Segundo Cláudia Lima Marques (2010, p. 320), no que tange às causas consumeristas, existem quatro tipos de vulnerabilidade, a saber: 1. Vulnerabilidade técnica, que retrata a falta de conhecimento sobre o objeto ou serviço; 2. Vulnerabilidade jurídica ou científica, onde existe a deficiência acerca do próprio direito; 3. Vulnerabilidade fática ou socioeconômica a que diz respeito à fragilidade em razão da desigualdade econômica; 4. Vulnerabilidade informacional, a que se refere à ausência de informações capazes de desequilibrar a relação.
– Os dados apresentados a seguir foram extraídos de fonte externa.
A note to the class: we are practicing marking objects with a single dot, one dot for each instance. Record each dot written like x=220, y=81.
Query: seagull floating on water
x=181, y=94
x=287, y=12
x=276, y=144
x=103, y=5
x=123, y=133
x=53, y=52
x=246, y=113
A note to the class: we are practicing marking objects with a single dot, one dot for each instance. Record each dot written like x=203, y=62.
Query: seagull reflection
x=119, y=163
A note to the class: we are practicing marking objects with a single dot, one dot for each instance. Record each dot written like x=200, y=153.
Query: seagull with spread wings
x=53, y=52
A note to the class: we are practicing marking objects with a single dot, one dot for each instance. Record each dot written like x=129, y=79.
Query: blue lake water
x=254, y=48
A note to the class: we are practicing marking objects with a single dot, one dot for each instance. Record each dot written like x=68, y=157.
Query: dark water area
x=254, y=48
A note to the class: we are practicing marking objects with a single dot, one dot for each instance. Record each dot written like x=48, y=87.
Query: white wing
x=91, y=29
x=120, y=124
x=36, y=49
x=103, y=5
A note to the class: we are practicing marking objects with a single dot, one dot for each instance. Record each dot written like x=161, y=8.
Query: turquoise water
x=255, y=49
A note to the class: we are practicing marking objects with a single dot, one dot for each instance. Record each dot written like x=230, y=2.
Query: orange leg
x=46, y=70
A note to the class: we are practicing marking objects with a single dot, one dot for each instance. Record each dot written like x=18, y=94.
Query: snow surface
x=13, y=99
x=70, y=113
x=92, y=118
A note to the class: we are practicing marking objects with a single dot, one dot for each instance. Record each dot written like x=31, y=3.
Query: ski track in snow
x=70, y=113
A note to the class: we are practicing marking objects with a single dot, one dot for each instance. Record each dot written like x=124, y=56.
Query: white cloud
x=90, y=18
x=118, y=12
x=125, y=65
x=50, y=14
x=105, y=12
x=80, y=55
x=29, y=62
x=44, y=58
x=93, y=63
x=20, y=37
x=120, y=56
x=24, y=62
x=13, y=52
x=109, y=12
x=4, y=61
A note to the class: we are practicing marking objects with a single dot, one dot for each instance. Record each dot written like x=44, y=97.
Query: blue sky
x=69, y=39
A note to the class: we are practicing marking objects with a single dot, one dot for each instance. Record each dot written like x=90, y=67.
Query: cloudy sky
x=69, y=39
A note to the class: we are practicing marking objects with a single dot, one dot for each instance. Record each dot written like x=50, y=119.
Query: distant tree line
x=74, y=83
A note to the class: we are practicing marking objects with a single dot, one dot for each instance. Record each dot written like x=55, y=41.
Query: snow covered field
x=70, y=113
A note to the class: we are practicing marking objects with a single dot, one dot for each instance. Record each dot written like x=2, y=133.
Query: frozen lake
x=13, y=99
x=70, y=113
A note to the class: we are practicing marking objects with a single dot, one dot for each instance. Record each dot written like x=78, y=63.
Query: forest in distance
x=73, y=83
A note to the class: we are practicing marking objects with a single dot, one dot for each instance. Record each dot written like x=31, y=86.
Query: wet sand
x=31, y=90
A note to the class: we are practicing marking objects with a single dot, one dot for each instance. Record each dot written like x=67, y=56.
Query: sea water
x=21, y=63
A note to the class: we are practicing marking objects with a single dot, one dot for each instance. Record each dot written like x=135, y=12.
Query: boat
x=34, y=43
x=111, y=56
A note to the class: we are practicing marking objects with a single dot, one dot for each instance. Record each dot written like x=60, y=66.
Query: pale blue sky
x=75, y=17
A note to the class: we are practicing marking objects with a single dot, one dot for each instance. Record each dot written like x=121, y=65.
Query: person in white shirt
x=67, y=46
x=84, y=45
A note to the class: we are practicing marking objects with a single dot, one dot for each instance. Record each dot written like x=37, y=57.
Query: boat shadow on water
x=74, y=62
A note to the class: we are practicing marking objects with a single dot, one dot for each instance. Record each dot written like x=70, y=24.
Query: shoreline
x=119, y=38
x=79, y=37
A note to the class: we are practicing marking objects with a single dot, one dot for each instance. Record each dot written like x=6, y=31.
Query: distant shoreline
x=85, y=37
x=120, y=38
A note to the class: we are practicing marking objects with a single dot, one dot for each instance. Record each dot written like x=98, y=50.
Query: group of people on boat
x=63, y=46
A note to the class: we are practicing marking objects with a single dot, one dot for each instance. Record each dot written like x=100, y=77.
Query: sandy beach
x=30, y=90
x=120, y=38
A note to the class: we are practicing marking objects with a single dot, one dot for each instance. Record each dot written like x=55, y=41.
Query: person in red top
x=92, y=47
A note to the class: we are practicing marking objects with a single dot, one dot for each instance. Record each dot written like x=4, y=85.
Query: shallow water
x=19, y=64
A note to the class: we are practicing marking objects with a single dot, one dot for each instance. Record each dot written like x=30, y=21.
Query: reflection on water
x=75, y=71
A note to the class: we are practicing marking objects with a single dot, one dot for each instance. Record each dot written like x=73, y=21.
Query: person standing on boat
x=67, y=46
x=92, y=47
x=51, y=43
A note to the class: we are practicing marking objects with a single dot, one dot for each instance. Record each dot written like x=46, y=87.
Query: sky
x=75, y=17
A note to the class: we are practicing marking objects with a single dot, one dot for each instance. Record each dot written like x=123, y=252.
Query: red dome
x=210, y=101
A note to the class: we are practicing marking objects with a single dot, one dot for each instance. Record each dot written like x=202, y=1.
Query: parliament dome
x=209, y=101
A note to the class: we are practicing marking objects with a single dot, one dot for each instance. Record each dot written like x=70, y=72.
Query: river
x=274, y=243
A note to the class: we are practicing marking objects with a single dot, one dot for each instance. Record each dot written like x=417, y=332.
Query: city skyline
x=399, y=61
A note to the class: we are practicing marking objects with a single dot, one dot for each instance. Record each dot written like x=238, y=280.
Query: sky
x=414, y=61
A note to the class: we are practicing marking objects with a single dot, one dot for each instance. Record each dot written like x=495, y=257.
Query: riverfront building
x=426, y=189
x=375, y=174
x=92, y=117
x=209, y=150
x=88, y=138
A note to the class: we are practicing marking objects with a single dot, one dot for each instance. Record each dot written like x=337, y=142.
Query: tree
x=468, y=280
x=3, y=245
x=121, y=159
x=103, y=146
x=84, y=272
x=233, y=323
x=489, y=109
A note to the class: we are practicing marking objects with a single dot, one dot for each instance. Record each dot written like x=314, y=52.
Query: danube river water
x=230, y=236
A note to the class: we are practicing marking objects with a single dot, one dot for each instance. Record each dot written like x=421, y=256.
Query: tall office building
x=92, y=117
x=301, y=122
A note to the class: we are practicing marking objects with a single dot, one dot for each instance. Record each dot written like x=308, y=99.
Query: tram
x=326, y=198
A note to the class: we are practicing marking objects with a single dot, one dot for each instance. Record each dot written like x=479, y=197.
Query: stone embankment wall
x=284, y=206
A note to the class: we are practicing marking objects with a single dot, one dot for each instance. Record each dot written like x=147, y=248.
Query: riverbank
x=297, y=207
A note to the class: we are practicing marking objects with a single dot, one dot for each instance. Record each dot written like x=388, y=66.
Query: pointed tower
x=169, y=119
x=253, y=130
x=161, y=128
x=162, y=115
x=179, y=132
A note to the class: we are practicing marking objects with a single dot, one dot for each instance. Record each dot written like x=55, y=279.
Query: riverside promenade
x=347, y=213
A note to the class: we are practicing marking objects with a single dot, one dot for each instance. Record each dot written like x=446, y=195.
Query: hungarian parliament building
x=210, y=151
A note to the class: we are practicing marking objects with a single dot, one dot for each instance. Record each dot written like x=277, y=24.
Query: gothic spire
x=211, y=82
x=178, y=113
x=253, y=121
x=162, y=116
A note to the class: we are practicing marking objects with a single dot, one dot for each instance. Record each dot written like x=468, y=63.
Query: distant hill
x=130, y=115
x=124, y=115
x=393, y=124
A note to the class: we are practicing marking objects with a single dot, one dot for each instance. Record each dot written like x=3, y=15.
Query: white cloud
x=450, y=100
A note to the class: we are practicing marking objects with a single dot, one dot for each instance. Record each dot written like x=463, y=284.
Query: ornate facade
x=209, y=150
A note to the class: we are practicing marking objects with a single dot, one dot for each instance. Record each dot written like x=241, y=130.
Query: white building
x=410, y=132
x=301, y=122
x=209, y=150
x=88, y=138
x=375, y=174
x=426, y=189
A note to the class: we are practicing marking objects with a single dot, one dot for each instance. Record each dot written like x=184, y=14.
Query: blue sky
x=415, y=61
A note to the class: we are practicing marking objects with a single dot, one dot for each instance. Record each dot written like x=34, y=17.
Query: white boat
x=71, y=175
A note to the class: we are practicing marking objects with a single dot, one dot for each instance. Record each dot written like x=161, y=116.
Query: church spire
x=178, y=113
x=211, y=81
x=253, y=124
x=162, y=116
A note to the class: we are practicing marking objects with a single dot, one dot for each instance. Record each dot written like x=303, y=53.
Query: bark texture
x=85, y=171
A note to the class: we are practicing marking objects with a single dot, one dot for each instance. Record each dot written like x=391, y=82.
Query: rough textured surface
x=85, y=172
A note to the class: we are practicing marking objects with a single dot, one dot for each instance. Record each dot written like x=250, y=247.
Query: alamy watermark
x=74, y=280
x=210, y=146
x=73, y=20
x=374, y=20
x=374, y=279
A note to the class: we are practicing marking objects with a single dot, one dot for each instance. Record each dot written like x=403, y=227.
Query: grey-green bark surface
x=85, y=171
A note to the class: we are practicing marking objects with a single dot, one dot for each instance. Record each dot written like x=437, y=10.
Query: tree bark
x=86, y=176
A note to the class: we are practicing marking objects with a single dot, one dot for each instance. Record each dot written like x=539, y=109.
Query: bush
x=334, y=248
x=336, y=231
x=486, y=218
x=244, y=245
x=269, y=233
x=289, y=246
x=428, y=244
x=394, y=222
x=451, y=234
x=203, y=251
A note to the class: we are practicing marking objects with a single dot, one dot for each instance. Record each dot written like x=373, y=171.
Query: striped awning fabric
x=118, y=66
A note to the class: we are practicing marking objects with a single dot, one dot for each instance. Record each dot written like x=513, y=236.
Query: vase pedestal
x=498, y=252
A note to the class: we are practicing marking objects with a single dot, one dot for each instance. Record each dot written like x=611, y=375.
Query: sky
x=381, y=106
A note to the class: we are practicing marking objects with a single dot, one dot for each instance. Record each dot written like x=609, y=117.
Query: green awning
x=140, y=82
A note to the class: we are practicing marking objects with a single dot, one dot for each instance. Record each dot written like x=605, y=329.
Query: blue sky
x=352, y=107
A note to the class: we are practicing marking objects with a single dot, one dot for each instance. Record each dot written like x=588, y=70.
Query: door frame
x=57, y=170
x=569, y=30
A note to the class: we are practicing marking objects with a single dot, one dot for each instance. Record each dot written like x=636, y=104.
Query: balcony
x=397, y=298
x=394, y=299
Acerca da vulnerabilidade econômica, estritamente relacionada à insuficiência de recursos financeiros, cumpre destacar que essa hipossuficiência financeira reflete-se diretamente na marcha processual, na proporção em que obsta, dificulta e confunde a prática de atos pelo litigante. A hipossuficiência, inclusive, diferencia-se da vulnerabilidade, uma vez que se apresenta principalmente no âmbito processual, devendo ser provada, caso a caso e havendo presunção relativa de tal situação.
A vulnerabilidade econômica trata, consoante ensina Flávio Tartuce (2013, p. 33), “de um conceito fático e não jurídico fundado em uma disparidade ou discrepância notada no caso concreto”. A desinformação pessoal ligada à questão educacional, vinculada à escolaridade de cada um, também ligada à vulnerabilidade social, reflete diretamente na seara processual, constituindo também obstáculo social impeditivo do acesso à justiça.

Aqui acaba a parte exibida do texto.